Thanks for the advice, I will get it dyno'd to be sure mate.


----------



## nick the tubman (Jun 28, 2006)

Ben Linney used to do the "live maps" on mine..
basically you data log a few runs, (hard pulls in 2nd, 3rd, 4th & 5th etc from 3k to redline) and download and send off to him. 
he does his magic, and sends you back the update and you upload it. I assume you can do this with a ecutek,? as I had the cobb,... 
it was brilliant and I never had any issues. even advised me on the torque cap etc.

rolling road should only be used for checking maps, and maybe slight changes, but IMO, not for full mapping, as they cannot replicate real world driving.


----------



## hsb (Aug 19, 2013)

Yep mine was done via Ben and road tuning.

This is how he does allot of his Ecutek work, real road tuning.


----------



## gtr mart (Mar 29, 2004)

I would argue that Litchfield seem to have major success in mapping and power levels since getting their dyno. A back street / small scale set up then I would agree as you can't generate the right amount of load nor get the airflow but having witnessed the gale force wind in the Litchfield cell and read good things about the control and load the maha unit provides, I would pick that dyno over road tuning anyday - not to mention the safety and consistency element.


----------



## hsb (Aug 19, 2013)

I would agree that the road is probably not the best place to tune unless its a private location 

I can't comment on how tuning should be done as I am no expert. I do recall a previous tuner a few years back always stating they would only tune their race / hill climb cars via Motec on a road than dyno. The dyno was for delta uploading and then checking on figures post the road tuning.

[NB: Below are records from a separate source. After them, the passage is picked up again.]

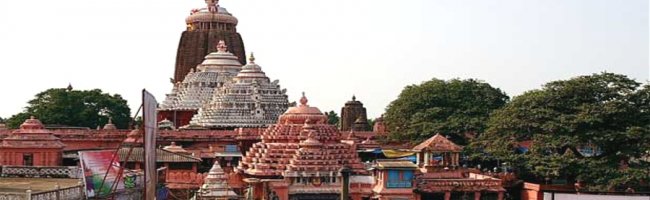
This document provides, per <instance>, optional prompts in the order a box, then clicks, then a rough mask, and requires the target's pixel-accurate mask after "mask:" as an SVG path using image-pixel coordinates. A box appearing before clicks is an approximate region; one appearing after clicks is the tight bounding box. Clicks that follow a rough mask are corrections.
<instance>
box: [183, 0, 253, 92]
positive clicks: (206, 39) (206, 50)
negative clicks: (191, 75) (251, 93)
mask: <svg viewBox="0 0 650 200" xmlns="http://www.w3.org/2000/svg"><path fill="white" fill-rule="evenodd" d="M205 3H206V7H205V8H200V9H193V10H192V11H191V13H190V16H188V17H187V18H186V19H185V23H186V26H187V29H186V30H185V31H183V34H182V35H181V40H180V42H179V44H178V51H177V54H176V68H175V70H174V79H173V82H172V83H176V82H179V81H182V80H183V79H185V76H186V75H187V73H189V72H190V70H192V69H194V70H195V71H197V70H198V69H197V66H199V64H201V63H202V61H203V59H204V57H205V56H206V55H208V53H210V52H215V51H217V49H218V48H219V47H217V46H216V45H217V42H219V41H221V40H223V41H225V42H226V43H227V44H229V45H230V52H232V53H233V54H234V55H235V57H236V58H237V60H238V62H239V63H246V60H245V58H246V57H245V55H246V52H245V51H244V41H243V40H242V37H241V35H240V34H239V33H237V23H238V21H237V18H235V17H234V16H232V14H230V13H229V12H228V11H227V10H226V9H225V8H224V7H221V6H220V5H219V0H205Z"/></svg>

Would be good to have a GTROC Dyno day.


----------



## nick the tubman (Jun 28, 2006)

Not to argue, but no way on earth can any dyno replicate real world road tunes... 
Too many variables..that RR's simply cannot replicate...

. I.e humidity, air density, air flow, inclines, declines, surface resistance, air resistance, fuel type, fuel life, Gravity, altitude, air mass, temp, etc etc... The list goes on and on,....

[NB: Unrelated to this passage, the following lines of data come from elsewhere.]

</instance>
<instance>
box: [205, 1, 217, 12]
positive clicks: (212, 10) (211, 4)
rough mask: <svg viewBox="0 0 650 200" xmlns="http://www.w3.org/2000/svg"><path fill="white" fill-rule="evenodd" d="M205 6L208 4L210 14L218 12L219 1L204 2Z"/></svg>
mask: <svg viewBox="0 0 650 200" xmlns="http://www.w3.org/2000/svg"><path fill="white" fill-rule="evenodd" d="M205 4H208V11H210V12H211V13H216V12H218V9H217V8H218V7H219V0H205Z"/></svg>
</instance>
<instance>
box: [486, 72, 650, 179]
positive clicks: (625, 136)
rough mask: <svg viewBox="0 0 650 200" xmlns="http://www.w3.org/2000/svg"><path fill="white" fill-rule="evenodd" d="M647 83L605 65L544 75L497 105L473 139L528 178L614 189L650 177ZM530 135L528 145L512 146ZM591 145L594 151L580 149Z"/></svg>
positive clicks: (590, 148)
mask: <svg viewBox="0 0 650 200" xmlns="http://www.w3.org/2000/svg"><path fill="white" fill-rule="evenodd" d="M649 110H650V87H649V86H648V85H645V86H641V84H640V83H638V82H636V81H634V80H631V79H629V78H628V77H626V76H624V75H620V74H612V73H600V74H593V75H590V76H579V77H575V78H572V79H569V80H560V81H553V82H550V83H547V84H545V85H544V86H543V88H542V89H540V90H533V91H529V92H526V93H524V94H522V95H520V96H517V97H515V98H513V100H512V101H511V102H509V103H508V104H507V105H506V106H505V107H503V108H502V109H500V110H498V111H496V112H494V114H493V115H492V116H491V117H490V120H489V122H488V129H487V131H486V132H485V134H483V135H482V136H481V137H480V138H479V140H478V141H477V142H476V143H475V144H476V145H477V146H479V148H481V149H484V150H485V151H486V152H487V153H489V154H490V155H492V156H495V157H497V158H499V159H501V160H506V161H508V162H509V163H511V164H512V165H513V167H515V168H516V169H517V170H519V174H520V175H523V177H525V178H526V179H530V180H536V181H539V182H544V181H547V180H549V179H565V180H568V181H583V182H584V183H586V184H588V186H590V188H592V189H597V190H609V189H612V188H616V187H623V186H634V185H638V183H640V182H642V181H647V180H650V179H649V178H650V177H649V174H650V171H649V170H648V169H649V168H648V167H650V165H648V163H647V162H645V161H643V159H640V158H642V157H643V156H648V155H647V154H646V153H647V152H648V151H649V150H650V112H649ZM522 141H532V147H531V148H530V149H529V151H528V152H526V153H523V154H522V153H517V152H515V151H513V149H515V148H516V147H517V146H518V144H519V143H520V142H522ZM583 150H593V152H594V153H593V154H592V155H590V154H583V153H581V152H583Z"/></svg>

RR's good for "base maps" and measurements, but... A proper real world map needs real world Conditions. 
I am sure some tuners will disagree, but that's my option and I prefer the real world mapping... 

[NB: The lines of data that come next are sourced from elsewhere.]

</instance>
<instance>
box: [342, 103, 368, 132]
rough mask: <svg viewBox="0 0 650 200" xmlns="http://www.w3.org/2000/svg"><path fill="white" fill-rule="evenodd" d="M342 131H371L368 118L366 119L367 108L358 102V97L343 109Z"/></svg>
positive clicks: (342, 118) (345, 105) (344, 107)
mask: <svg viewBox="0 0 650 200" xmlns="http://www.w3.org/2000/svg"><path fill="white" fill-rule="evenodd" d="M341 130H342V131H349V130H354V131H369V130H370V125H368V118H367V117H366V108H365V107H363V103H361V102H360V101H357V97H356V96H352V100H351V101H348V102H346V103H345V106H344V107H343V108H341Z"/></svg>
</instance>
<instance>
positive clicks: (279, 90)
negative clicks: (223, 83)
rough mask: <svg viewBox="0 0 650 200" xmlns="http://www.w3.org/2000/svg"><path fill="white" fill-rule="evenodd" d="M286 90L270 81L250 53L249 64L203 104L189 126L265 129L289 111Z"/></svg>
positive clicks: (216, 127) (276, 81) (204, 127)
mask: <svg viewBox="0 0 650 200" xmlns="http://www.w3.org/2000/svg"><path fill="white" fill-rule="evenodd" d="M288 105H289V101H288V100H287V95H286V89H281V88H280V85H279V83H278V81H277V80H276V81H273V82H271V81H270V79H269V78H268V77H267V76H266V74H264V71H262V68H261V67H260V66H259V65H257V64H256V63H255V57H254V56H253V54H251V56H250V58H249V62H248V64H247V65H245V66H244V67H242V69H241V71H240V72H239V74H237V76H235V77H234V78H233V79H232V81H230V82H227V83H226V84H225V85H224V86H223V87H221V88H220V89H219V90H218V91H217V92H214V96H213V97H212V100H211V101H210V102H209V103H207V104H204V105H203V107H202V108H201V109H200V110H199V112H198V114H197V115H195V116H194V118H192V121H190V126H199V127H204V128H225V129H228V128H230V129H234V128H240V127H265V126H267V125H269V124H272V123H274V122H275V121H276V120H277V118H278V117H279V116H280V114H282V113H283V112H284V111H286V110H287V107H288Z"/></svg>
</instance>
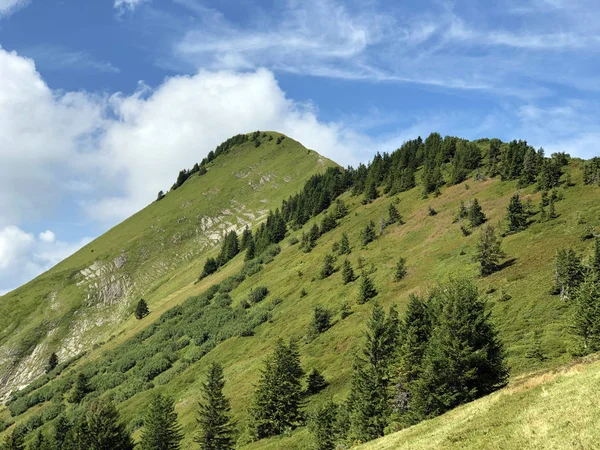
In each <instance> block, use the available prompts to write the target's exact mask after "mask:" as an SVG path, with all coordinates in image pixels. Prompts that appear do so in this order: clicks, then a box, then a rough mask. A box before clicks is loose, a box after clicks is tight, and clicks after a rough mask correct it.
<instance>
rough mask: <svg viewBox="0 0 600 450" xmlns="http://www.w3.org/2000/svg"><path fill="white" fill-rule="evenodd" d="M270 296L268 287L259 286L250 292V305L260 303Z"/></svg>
mask: <svg viewBox="0 0 600 450" xmlns="http://www.w3.org/2000/svg"><path fill="white" fill-rule="evenodd" d="M267 295H269V290H268V289H267V287H266V286H257V287H255V288H254V289H252V290H251V291H250V293H249V294H248V301H249V302H250V303H259V302H261V301H263V300H264V299H265V297H266V296H267Z"/></svg>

Every dyno I have been on gave a different output reading, and by big amounts....

One dyno day I went to on a gtr organised day, would not even do a "full power run" as they said my car was running to lean...had the map checked several times and both tuners said it was a load of Bollox and if anything, my map was verging on the cautious side and was slightly rich...

It was the dyno cell parameters that was out... And says a lot !
There is a particular tuner out there that uses only a RR and I have lost count how many engines have blown up on their dyno from mapping....

Yet, the main guy in the country that maps skylines (arguably for longer than anyone else having worked for Nismo 20yrs ago) and gtrs, will only map live on the road or circuit, and has never experienced a failure or blow up due to mapping...

Think about it before trusting a dyno for mapping, just think of it as a "checking Tool"


----------